L’argument du pouvoir qui vient de Dieu est pour Rousseau un sophisme (càd un raisonnement à l’apparence logique). C’est une référence au texte de St Paul « il n’y a point d’autorité qui ne vienne de Dieu ». L’aveu de Rousseau est ironique et suivit d’une objection : « mais toute maladie… ».

Si on admet que Dieu introduit le mal, du moins laisse faire la maladie comme il laisse faire le médecin, toute puissance vient de Dieu mais cela ne suffit pas pour dire que toute puissance est bonne. L’expression « toute puissance vient de Dieu » ne peut pas signifier obéissez, c’est Dieu qui l’ordonne.

Le second exemple est celui du brigand.
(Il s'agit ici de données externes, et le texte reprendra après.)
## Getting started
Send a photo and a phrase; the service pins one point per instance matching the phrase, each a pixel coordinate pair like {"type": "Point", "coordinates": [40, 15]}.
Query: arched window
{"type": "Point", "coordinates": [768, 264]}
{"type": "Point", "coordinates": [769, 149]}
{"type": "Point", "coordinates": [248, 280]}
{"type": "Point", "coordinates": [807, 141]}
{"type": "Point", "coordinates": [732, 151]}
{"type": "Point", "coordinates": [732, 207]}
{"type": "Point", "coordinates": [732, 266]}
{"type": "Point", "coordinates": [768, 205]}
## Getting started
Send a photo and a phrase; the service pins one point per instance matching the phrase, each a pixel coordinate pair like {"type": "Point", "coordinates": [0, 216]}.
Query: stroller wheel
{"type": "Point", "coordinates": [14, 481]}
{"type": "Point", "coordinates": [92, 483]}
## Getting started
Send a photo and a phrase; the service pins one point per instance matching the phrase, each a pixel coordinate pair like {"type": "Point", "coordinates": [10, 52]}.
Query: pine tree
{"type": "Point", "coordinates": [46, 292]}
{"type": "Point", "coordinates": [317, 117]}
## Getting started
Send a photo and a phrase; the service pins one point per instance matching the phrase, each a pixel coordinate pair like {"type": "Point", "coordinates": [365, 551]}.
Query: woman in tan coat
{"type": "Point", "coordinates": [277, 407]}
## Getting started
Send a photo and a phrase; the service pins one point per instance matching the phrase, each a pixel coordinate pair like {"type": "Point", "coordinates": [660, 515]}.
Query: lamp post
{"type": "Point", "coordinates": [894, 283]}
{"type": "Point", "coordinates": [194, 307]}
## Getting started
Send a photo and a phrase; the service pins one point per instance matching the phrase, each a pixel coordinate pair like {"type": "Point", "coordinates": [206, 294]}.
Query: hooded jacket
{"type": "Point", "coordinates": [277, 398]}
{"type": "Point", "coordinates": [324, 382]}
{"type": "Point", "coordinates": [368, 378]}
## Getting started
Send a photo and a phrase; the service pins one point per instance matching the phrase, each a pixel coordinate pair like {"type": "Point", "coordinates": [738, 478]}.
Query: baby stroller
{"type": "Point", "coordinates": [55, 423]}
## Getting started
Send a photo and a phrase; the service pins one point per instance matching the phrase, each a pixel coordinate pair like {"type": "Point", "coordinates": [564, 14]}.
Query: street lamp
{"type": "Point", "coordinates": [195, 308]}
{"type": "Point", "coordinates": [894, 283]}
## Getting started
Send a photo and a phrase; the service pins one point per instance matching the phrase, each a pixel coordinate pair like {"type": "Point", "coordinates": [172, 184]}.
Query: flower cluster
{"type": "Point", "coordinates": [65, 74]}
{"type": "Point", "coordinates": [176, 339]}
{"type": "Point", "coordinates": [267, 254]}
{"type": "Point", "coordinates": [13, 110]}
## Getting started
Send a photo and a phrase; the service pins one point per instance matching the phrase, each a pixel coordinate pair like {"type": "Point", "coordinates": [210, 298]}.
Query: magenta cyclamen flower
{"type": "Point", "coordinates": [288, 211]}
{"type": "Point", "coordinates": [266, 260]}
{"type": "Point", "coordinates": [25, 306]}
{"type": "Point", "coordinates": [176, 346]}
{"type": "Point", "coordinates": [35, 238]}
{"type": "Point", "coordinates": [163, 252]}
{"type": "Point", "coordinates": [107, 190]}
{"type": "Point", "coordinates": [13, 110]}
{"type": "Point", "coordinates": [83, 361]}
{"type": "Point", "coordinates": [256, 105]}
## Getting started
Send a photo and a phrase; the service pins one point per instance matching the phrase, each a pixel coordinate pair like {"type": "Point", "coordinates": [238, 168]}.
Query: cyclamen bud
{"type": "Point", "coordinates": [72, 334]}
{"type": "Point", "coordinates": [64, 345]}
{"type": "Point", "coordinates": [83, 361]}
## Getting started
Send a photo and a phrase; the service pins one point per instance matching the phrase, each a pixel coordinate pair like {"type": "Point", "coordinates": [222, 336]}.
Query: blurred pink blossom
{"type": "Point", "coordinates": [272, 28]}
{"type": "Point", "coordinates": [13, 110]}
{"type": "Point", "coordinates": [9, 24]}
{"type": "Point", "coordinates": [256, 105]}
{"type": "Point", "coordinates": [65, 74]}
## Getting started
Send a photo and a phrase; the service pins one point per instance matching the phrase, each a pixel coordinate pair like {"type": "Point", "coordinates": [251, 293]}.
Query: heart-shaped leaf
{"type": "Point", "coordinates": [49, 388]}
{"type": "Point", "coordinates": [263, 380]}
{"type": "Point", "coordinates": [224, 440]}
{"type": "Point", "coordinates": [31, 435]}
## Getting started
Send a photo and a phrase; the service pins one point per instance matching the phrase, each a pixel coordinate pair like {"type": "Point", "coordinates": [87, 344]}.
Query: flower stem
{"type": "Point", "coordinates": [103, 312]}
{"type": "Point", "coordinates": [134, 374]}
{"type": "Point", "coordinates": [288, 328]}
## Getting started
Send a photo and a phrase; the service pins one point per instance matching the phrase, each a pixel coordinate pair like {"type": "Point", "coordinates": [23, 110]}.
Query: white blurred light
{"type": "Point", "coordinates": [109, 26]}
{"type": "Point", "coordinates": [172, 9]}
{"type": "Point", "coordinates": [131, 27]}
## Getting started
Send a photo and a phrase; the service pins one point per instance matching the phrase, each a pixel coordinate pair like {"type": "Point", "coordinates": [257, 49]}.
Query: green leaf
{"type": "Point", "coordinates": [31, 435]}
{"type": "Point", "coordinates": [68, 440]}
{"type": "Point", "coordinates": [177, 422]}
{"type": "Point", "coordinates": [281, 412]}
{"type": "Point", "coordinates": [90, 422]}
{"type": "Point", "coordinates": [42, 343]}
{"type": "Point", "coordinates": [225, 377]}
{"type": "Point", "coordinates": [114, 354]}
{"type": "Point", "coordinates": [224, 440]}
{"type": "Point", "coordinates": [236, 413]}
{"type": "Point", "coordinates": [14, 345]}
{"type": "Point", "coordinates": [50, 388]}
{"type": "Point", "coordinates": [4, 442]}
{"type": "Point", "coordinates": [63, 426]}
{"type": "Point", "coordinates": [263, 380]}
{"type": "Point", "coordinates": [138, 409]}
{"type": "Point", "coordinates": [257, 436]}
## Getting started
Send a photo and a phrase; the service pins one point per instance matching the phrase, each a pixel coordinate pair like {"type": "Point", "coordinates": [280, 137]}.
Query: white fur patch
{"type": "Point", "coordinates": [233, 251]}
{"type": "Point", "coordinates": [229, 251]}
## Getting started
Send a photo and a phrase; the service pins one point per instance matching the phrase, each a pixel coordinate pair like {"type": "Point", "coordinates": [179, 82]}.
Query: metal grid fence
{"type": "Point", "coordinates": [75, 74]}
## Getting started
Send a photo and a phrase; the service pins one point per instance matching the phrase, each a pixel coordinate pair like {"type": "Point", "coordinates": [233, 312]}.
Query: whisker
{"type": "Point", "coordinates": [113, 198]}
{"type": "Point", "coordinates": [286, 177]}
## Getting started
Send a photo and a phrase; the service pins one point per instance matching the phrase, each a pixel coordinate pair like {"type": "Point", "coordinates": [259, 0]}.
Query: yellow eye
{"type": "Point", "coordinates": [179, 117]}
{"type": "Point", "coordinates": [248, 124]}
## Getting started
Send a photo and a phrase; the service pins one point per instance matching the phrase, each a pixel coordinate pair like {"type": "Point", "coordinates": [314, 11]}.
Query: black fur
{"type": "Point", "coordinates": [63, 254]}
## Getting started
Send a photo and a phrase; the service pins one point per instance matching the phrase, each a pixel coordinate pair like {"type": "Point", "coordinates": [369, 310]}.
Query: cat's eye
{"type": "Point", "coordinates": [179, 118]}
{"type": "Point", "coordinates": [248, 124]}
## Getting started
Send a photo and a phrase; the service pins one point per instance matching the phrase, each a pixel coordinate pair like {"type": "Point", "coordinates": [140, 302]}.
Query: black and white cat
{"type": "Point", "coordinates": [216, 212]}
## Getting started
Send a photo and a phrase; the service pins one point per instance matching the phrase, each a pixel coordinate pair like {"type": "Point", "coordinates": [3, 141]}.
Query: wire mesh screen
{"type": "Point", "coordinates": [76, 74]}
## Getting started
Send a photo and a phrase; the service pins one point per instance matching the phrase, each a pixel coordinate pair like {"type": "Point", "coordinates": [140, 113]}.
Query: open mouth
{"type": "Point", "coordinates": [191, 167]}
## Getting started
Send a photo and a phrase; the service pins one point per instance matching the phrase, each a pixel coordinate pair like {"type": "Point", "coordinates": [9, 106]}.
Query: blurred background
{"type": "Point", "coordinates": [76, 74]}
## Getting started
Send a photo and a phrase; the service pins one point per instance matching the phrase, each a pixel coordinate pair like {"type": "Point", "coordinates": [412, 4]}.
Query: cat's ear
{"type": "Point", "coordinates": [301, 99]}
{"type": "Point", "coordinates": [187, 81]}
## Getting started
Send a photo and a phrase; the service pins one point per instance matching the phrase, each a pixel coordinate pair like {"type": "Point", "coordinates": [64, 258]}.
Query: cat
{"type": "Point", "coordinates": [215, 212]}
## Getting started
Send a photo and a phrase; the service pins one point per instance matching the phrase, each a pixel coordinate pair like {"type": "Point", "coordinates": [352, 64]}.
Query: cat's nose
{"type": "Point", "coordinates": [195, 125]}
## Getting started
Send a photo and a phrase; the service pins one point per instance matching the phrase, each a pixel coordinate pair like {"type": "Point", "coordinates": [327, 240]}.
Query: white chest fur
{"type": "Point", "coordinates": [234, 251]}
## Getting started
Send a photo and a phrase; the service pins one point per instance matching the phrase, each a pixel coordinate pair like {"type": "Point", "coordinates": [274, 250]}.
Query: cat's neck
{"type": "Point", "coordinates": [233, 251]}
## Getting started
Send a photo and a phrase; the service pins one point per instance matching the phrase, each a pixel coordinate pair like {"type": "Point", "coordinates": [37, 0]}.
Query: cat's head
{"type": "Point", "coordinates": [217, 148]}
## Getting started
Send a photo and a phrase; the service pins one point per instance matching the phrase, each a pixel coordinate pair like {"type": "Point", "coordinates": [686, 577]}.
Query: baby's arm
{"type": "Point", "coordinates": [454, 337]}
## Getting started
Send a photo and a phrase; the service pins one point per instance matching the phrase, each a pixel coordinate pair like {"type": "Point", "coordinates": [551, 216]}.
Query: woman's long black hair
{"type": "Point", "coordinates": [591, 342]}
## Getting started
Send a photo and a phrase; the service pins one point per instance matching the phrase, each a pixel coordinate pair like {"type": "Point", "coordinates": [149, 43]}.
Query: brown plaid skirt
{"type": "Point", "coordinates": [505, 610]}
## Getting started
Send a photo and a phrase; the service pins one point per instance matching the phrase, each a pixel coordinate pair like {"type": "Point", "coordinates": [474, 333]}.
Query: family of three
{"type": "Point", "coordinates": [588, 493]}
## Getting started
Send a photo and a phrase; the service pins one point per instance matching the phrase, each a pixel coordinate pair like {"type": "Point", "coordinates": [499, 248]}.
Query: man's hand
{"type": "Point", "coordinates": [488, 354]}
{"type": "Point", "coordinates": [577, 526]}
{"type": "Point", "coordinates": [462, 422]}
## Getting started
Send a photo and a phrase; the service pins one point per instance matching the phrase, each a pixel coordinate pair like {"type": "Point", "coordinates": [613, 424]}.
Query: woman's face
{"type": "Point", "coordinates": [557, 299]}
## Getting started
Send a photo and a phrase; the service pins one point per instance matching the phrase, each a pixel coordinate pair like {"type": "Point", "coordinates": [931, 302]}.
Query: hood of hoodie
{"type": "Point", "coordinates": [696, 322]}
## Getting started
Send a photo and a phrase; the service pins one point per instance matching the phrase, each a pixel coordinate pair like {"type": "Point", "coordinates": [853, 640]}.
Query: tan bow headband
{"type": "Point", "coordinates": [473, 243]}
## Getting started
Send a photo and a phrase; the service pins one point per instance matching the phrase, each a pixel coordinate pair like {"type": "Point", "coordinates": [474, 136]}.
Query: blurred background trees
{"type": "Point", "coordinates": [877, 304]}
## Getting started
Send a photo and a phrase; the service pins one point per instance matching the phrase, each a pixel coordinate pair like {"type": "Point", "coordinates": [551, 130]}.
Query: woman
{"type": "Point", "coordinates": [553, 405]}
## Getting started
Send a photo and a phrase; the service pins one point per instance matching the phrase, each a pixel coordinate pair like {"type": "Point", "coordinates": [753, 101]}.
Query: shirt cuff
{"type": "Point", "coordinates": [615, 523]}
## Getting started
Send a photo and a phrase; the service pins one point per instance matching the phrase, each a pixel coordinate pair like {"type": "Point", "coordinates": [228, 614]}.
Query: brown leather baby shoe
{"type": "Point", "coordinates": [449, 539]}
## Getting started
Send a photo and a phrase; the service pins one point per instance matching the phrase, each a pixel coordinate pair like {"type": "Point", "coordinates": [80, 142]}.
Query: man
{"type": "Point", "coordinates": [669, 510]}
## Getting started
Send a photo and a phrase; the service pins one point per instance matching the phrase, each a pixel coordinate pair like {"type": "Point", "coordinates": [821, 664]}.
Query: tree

Rousseau met directement en cause la question de la légitimité morale du pouvoir. L’argument est très ironique, qu’est-ce qui nous permet de dire que le monarque n’est pas un brigand puisque comme celui-ci il détient sa puissance de Dieu. Rousseau dénonce ici le fondement sacré du pouvoir politique.

Conclusion :

On n’est obligé d’obéir qu’aux puissances légitime, la question primitive revient toujours ! Cette question est celle de déterminer qu’est-ce qu’une puissance légitime? On n’est obligé d’obéir qu’aux puissances légitimes parce que l’obéissance et la contrainte s’excluent mutuellement. Il n’y a dans l’obéissance que la pure volonté d’obéir, il n’y a dans la contrainte que la pure nécessité physique. Il faut donc rejeter ce « galimatias » confus de forces morales de quelques noms qu’on les baptise sous ce « mot » de droit.

L’explication de Rousseau a permi de déjouer les pièges des mots qui dissimulent l’hétérogénéité essentielle de la force et du droit. Ainsi le droit du plus fort n’existe pas sinon à titre de justification secondaire et abusive qu’une prise du pouvoir par la violence.

Il reste à comprendre pourquoi cette justification théoriquement non fondée a toujours une fonction pratique.